Au Bascou is something of an institution on Paris’s Basque restaurant scene. Over the years, it has changed hands a few times, and now a new chef/owner has taken over, brightened the place up with a fresh coat of paint and added some highly intriguing dishes to the menu.
I was dining with Francophile American friends who know their way around a poêle, so I thought they might be tempted by a special dish on the menu, priced at €51 for a full portion and €26 for a half when shared by two diners.
“You may never see this on a menu again,” I warned, and, as I had hoped, one of them, Dennis, took the bait.
What was it? Lièvre à la royale, an immensely complicated dish to make. The waiter gave us an abbreviated version of the process: the meat is scraped off a hare and mixed with spices and foie gras. The mixture is then wrapped up like a package in the skin and marinated in red wine and spices for 24 hours. It then simmers for 48 hours and rests for another 24 hours.
On the plate, it didn’t look like much, just a disk of meat sitting in a pool of a chocolatey-brown sauce. In fact, Dennis detected a chocolatey flavor, and the waiter confirmed that that was one of the ingredients in the sauce. We think the slightly sweetish taste came from another ingredient: cinnamon.
The flavors in this dish are so dark, complex and unusual that they lingered in my mind for as long as it took to prepare the dish. I had only tasted it once before, at the Grand Véfour many years ago, and was thrilled to find it on a menu again. Given its richness, a half-portion is more than enough, and it’s a bargain at the price.

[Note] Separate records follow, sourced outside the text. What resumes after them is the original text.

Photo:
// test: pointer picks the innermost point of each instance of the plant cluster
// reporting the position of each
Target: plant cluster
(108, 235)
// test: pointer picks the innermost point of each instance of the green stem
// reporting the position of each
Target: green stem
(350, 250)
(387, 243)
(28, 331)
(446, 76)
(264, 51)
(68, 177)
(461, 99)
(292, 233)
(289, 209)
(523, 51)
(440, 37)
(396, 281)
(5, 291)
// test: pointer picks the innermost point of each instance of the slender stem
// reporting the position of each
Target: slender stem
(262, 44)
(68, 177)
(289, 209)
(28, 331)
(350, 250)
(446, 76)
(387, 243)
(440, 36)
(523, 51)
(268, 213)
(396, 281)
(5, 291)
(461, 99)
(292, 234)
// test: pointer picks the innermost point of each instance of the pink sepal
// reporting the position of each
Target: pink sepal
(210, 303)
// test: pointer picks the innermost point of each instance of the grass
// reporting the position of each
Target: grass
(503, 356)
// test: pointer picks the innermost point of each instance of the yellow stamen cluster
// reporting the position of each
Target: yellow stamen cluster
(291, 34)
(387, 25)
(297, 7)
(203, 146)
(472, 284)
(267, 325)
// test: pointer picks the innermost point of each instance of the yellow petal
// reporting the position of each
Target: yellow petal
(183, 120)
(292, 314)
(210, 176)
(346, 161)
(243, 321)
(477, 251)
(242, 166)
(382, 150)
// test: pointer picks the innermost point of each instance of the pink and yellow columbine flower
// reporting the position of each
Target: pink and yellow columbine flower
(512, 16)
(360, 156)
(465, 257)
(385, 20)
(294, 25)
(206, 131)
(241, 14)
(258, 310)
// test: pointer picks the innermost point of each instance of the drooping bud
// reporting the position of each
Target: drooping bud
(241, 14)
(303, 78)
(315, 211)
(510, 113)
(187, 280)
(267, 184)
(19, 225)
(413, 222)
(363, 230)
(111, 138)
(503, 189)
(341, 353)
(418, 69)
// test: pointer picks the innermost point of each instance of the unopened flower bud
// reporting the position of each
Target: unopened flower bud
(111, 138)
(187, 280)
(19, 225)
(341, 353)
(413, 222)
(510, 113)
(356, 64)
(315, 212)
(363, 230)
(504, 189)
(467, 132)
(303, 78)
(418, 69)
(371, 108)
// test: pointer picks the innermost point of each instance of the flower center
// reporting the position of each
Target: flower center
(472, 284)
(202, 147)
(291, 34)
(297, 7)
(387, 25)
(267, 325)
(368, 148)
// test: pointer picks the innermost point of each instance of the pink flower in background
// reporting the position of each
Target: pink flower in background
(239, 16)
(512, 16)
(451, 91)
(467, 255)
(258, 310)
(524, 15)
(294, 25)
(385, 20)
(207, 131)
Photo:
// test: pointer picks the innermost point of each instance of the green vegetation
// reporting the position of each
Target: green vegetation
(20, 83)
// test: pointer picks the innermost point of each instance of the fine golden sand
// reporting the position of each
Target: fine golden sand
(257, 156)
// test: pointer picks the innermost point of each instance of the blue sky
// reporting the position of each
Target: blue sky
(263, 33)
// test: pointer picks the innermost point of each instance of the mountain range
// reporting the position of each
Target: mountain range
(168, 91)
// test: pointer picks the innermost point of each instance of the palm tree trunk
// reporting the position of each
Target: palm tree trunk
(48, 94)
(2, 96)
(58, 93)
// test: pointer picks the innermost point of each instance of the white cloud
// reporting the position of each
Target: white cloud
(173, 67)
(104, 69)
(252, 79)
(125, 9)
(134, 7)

The lièvre was the star dish, but everything else we tasted was excellent. Our starters were pimientos del piquillos stuffed with morue (cod), which reminded Dennis of a similar dish his Italian-American mother used to make; a pleasing dish of scallop carpaccio with a Thai-inspired sauce; and a spectacular terrine of game meats in which each of the individual full-flavored ingredients was separate and tasteable.
The third person in our party, Debra, had roasted cod with lobster cream sauce, celery and spinach. While she enjoyed it, I think she might have been a bit jealous of the hare dish.
Desserts were a perfect millefeuille, with real-vanilla-flavored cream and crispy puff pastry, and a tasty dish of vanilla and chocolate cream topped with thin plaques of chocolate and flavored with saffron.
The lièvre à la royale was not the only unusual item on the chalkboard menu; another was oreiller de la belle Aurore. First concocted in the early 19th century, it is known as the Holy Grail of charcuterie. Named in honor of the mother of its inventor, Brillat-Savarin, this pâté en croûte contains some 15 types of meat, including 10 stuffed game meats (quail, pigeon, wood pigeon, partridge, grouse, mulard and mallard duck, pheasant, hare, wild rabbit, venison, etc.), foie gras, Bresse chicken, black truffles from Tricastin and pistachios.
Reynon Traiteur in Lyon is famous for producing 15 of these gigantic “pillows” in the week leading up to New Year’s Eve every year. When sliced, a bit of each of the ingredients is supposed to be visible (a bit like the terrine mentioned above, which bodes well for Bascou’s version of the pillow).
At Bascou, the oreiller de la belle Aurore is priced at €140 for two people and must be ordered in advance.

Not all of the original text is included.